L’un des facteurs clés pouvant entraîner ce comportement impulsif pourrait être la santé intestinale, qui se détériore après une blessure cérébrale. Des recherches ont montré un lien entre la santé intestinale et la prise de décision, mais les résultats de cette recherche fournissent des preuves d’une relation causale. Améliorer la santé intestinale pourrait directement conduire à une meilleure prise de décision, permettant aux individus de mieux contrôler les comportements impulsifs, comme le jeu problématique.
Vonder Haar a souligné que la compréhension de l’impact de la santé intestinale sur la prise de décision n’est pas encore complète. Il est également important de noter qu’il ne s’agit pas d’un conseil médical et que les résultats n’ont pas encore été reproduits chez des sujets humains.
Cependant, certains experts suggèrent que la santé intestinale et son lien avec les comportements impulsifs devraient être explorés davantage, en particulier dans le contexte des lésions cérébrales. Un sceptique pourrait faire valoir que bien que l’étude fournisse des preuves intéressantes, les résultats sur les rats ne se traduisent pas toujours directement chez les humains. Ainsi, des recherches supplémentaires sont nécessaires pour déterminer si ces résultats peuvent être appliqués à la gestion des comportements impulsifs chez l’homme.
D’un autre point de vue, d’autres scientifiques peuvent estimer que cette découverte ouvre de nouvelles voies pour comprendre comment les facteurs biologiques influencent les comportements complexes et souvent destructeurs.
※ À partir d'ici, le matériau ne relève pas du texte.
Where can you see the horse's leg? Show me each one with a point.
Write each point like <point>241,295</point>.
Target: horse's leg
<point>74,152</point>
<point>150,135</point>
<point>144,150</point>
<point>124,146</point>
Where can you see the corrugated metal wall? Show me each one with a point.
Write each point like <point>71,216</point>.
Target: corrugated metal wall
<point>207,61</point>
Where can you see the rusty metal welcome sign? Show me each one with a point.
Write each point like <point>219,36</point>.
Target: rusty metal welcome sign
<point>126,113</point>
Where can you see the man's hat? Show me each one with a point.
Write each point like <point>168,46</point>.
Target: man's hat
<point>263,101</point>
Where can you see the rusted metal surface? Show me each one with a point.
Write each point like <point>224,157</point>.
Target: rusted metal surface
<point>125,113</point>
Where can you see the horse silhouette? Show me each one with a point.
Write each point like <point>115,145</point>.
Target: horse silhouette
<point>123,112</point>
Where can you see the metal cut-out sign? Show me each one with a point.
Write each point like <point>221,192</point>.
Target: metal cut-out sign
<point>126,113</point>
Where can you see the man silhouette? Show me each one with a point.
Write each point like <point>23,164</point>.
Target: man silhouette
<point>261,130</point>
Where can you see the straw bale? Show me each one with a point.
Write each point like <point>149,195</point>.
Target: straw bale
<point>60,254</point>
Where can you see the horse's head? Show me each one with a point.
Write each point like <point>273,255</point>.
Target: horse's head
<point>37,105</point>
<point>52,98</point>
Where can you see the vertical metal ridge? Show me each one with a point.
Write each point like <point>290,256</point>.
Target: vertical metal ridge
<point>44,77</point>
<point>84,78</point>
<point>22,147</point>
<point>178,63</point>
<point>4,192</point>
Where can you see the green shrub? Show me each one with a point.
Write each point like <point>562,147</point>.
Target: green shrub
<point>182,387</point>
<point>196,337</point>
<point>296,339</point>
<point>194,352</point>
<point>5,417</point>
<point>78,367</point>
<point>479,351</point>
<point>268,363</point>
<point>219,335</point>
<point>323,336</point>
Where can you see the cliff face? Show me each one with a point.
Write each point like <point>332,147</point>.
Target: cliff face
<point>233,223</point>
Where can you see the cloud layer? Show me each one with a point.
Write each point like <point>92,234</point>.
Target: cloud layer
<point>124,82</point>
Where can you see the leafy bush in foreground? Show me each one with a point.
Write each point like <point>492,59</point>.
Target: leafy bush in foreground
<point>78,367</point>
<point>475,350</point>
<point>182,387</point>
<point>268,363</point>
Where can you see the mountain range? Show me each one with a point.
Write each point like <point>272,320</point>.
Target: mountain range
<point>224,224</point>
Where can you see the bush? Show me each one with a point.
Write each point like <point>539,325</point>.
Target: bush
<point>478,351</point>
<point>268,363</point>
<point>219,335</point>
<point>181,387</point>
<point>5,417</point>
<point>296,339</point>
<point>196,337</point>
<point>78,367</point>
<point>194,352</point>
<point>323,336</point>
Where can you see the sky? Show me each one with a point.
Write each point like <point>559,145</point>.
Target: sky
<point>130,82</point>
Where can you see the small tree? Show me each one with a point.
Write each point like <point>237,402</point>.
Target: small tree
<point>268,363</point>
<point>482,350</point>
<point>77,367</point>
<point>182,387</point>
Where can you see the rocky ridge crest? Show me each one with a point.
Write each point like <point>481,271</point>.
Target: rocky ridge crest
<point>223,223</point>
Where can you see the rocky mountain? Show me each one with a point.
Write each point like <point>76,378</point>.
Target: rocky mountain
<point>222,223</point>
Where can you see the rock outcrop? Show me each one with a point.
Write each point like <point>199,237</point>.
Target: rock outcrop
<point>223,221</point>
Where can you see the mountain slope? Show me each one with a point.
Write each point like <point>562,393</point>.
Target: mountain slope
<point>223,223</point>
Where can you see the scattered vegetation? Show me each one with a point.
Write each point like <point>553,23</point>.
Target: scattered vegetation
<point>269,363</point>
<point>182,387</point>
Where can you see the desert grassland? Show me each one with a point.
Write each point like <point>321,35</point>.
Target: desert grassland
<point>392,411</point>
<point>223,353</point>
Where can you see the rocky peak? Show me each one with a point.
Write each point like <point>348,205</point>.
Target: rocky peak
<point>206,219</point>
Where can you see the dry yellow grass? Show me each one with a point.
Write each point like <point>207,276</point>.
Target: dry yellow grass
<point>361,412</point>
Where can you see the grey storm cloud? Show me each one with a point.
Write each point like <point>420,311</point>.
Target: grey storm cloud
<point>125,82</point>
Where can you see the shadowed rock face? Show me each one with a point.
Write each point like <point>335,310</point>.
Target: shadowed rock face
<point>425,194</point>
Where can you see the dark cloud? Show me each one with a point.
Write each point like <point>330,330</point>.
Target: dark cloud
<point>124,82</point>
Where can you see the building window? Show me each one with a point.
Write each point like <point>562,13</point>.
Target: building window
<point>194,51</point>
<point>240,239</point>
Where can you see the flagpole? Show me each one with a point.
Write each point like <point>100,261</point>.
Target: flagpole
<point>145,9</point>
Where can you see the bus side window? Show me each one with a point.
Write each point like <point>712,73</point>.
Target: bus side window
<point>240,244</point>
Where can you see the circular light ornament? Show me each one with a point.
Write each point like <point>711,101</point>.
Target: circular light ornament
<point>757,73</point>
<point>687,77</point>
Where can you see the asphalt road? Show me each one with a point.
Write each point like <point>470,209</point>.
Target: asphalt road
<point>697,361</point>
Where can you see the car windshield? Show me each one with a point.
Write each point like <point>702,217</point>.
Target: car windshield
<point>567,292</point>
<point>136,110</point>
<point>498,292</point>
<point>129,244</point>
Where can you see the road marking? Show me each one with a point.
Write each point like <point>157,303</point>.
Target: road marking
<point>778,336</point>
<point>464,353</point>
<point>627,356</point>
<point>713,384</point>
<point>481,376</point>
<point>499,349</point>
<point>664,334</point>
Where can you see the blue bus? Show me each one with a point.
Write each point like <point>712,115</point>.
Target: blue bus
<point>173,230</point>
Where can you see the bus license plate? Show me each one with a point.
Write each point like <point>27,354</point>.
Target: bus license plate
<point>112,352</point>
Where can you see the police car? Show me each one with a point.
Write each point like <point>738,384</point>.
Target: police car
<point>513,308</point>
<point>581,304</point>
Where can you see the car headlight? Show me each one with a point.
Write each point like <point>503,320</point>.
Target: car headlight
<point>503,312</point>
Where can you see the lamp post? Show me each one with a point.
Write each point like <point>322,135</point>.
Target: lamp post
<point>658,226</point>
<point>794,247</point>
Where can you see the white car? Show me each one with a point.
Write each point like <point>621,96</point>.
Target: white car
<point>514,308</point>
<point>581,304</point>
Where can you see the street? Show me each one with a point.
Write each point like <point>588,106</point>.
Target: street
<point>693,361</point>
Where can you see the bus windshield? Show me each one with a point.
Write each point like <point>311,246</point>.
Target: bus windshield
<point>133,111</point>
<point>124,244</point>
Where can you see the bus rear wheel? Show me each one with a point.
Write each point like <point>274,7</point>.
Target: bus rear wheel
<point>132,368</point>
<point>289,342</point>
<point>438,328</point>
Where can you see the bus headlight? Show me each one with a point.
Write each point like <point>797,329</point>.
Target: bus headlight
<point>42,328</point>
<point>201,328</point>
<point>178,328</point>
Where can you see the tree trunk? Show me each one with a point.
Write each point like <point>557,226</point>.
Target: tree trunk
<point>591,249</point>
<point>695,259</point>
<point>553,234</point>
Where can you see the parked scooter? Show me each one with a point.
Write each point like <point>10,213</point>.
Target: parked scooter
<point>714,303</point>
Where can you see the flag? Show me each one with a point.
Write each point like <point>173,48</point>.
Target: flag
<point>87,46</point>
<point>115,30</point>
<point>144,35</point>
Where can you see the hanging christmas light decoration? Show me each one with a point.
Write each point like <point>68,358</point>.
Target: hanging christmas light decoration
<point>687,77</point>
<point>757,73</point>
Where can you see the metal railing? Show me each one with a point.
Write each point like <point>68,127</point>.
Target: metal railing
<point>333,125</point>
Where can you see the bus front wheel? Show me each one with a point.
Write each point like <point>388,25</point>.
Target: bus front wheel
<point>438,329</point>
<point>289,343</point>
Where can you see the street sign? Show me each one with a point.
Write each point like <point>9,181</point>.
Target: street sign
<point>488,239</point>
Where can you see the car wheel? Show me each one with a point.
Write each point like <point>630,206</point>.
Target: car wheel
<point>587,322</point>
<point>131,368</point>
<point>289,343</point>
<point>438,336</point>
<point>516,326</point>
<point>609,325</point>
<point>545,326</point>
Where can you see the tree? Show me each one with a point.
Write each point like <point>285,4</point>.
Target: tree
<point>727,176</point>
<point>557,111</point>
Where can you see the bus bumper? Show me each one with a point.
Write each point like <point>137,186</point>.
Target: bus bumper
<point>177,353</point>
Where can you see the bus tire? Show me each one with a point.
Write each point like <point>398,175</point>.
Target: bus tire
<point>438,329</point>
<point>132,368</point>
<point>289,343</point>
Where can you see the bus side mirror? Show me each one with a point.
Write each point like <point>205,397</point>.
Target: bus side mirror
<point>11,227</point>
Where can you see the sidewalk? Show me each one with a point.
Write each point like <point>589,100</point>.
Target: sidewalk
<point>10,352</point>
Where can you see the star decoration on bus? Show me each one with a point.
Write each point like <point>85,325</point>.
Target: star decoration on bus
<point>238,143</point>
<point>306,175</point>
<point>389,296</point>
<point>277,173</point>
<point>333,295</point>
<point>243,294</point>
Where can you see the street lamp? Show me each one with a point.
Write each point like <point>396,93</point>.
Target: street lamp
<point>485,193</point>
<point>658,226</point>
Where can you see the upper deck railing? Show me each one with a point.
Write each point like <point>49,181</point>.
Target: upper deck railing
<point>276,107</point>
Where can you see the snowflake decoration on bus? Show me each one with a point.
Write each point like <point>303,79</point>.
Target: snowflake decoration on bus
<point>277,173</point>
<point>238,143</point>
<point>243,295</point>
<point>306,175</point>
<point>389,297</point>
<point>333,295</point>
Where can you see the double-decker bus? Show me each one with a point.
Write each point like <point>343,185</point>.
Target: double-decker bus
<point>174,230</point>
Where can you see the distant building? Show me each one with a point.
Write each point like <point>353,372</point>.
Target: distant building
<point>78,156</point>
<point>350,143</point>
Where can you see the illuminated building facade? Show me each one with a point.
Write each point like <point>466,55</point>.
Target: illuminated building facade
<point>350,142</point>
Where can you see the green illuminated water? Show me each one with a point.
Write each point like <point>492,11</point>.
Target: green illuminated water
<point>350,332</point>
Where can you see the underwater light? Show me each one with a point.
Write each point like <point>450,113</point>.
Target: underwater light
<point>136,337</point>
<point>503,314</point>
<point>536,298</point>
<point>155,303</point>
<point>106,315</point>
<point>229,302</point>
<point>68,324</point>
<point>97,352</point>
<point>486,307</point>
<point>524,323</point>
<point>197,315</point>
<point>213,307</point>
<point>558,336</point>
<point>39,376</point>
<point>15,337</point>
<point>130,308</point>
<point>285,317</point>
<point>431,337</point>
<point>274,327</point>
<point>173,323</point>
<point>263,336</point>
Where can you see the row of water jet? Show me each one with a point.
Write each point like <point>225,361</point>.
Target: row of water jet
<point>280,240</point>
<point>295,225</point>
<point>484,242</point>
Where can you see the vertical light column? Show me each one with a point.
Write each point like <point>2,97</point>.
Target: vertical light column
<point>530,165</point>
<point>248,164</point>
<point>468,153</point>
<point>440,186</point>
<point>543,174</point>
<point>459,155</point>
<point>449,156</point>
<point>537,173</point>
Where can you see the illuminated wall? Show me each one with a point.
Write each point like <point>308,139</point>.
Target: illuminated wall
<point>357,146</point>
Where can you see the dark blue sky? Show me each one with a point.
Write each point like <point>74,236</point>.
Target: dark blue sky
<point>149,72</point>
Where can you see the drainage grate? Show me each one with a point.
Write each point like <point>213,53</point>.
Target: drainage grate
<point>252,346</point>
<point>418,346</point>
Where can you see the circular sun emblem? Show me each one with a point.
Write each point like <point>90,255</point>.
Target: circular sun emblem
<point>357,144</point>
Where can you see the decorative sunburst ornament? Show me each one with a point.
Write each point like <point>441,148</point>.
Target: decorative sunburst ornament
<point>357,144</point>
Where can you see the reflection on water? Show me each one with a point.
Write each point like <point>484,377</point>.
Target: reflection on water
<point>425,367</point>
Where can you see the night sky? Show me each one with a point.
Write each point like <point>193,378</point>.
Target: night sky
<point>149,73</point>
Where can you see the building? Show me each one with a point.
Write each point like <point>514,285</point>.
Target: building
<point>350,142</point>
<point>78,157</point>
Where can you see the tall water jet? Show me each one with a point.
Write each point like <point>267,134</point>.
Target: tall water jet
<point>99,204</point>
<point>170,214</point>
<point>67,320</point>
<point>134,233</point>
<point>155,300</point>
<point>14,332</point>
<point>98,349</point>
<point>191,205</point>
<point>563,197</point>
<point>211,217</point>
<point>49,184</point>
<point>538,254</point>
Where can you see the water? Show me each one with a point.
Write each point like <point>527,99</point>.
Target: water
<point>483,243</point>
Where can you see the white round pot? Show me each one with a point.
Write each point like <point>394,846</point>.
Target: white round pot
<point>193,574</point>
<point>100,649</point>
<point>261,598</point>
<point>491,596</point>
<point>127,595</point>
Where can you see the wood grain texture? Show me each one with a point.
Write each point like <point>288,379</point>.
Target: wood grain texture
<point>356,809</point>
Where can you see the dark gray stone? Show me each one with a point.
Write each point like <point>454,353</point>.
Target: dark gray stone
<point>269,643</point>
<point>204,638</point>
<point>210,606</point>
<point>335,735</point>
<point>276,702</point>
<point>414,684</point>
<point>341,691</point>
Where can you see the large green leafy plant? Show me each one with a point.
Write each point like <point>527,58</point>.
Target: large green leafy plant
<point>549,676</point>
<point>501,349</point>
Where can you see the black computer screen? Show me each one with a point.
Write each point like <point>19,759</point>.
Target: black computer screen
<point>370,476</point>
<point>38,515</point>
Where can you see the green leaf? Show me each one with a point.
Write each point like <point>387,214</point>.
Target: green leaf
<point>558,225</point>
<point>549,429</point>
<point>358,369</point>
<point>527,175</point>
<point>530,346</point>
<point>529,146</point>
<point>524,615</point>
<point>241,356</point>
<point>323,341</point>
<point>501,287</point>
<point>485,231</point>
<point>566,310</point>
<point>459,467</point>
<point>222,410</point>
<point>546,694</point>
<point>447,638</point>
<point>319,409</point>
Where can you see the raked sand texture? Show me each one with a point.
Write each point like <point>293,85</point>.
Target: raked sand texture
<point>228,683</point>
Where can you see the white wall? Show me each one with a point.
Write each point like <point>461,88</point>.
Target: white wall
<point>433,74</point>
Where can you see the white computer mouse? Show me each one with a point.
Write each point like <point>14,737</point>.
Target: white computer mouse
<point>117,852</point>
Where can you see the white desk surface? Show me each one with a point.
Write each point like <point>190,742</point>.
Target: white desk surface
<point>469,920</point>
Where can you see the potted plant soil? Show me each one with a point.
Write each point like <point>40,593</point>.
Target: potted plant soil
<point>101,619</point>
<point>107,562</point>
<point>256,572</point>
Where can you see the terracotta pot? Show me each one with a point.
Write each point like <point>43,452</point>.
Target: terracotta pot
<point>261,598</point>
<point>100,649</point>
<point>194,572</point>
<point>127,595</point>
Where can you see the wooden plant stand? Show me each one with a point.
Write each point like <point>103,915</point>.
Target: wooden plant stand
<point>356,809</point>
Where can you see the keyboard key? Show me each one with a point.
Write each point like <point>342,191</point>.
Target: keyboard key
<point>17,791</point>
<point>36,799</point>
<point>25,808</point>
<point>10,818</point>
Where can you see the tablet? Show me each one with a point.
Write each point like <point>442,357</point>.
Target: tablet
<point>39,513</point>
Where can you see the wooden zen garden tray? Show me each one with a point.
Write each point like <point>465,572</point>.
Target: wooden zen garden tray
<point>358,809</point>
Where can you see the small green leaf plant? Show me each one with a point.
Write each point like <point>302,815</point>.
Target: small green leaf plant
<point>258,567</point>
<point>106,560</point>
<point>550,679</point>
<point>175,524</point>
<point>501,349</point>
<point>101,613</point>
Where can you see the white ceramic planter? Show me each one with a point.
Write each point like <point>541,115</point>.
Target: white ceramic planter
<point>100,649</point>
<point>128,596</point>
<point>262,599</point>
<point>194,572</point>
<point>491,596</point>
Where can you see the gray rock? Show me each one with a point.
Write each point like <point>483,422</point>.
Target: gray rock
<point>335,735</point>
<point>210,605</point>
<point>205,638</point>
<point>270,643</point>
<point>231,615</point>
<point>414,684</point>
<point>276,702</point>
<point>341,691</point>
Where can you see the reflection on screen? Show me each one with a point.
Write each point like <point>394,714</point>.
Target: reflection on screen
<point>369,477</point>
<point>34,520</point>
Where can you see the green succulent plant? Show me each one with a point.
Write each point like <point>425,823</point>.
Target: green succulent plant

En mettant l’accent sur la santé intestinale, de nouvelles thérapies pourraient être développées pour lutter contre divers troubles liés à l’impulsivité, avec le jeu problématique en tête de liste.
Cette recherche innovante soulève donc plus de questions qu’elle n’apporte de réponses définitives, mais elle lance un débat essentiel sur l’interconnexion entre santé physique et comportements mentaux. Les résultats de cette étude alimenteront probablement des discussions futures et encourageront de nouvelles enquêtes sur la façon dont les prébiotiques peuvent potentiellement transformer des aspects de la santé mentale humaine.

Luc Lemaire est un blogueur passionné qui adore écrire sur les casinos et l’industrie du jeu. Joueur à temps partiel depuis plusieurs années, il est fasciné par la psychologie du jeu.